Vejo que os cidadãos e as tropas arma
O filho de Agripina, que os transporta
Em grossos vasos sobre o Tibre e logo
Por inimigos lhes assina os matos,
Que atacar manda com guerreiro estrondo.
Direi que me recreia esta loucura?
Que devo rir-me e sufocar o pranto
Que pula dos meus olhos? Não, Critilo,
Não é esta a moção que n'alma provo.
Por entre estes delírios, insensível,
Me conduz a razão, brilhante e sábia,
A gemer igualmente na desgraça
Dos míseros vassalos, que honrar devem,
De um tirano o poder, o trono, o cetro.
Se Talia e Melpômene nos pintam,
Nos seus teatros, paixões humanas,
Ao ridículo gesto, ou ao semblante
Da cena que o coturno me apresenta,`
Eu me conformo ao interesse, quando
Aborreço a maldade e quando rendo
À formosa virtude os dignos votos.
Despedace Medéia os caros filhos,
Guise Atreu de seus netos as entranhas,
Eu terei sempre horror às impiedades.
Jamais da irreligião, da fé mentida
Me hão-de enganar os pérfidos rebuços
Ou da fingida cena os vãos adornos.
Devo pois confessar, Critilo amado,
Que teus escritos, de uma idade a outra
Passarão, sempre de esplendor cingidos:
Que a humanidade, enfim desagravada
Das injúrias que sofre, por teu braços,
Os ferros soltará, que desafrouxa,
Tintos do fresco, gotejado sangue.
Súditos infelices, que provastes
Os estragos da bárbara desordem,
Respirai, respirai: ao benefício
Deveis do bom Critilo a paz suave,
Que a vossa liberdade alegre goza,
Sim, Critilo, são estes os agouros
Que, lendo a tua história, ao mundo faço.
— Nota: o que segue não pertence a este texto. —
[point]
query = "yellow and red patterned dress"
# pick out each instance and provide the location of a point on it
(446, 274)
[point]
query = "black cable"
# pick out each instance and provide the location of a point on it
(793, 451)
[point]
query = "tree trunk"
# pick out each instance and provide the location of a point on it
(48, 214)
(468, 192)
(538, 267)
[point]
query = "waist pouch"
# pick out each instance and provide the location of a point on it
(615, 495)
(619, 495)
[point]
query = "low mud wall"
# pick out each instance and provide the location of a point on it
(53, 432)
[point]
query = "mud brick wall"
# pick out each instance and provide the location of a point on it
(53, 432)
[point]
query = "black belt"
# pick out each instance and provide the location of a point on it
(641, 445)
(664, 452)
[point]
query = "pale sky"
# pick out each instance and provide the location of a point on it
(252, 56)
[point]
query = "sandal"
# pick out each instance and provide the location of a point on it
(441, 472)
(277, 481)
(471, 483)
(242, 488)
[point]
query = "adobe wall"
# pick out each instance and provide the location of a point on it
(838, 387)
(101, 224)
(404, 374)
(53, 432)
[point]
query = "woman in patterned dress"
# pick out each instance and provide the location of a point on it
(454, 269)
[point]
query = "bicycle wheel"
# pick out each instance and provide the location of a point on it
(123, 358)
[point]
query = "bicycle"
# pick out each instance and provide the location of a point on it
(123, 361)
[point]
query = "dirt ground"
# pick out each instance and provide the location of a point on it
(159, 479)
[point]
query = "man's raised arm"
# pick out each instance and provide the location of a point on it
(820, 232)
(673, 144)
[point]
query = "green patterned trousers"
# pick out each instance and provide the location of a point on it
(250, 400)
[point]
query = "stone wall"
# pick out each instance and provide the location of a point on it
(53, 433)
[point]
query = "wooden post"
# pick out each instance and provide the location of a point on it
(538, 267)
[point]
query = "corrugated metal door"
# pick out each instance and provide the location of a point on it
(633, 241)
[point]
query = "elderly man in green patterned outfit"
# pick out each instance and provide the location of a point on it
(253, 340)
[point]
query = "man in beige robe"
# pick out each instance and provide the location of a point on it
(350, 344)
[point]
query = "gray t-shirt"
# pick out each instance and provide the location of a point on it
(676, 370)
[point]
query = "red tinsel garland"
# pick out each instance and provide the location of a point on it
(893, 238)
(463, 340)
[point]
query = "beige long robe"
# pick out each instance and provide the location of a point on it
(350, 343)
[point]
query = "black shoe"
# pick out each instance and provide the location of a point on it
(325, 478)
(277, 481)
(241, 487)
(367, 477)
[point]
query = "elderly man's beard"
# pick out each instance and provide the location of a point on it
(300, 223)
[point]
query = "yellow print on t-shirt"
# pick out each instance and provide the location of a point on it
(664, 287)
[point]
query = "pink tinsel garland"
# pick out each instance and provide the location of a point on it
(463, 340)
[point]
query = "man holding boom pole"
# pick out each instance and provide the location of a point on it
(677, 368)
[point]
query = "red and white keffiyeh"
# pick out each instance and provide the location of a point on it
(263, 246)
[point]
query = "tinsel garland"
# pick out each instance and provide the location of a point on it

De pejo e de vergonha os bons monarcas,
Que pias intenções sempre alimentam,
De reger como filhos os seus povos,
Tocados se verão. Prudentes, sábios,
Consultarão primeiro sobre a escolha
Daqueles chefes, que a remotos climas
Determinam mandar, deles fiando
A importante porção do seu governo.
Prevenidos que a vã, brutal soberba
Só nas obras influi destes monstros,
Pelo escrutínio da virtude espero,
Que regulados os seus votos sejam.
De uma estéril mortal genealogia
Que o mérito produz de seus maiores,
Eles, amigo, argumentar não devem
Propalados talentos. A virtude
Nem sempre aos netos, por herança, desce.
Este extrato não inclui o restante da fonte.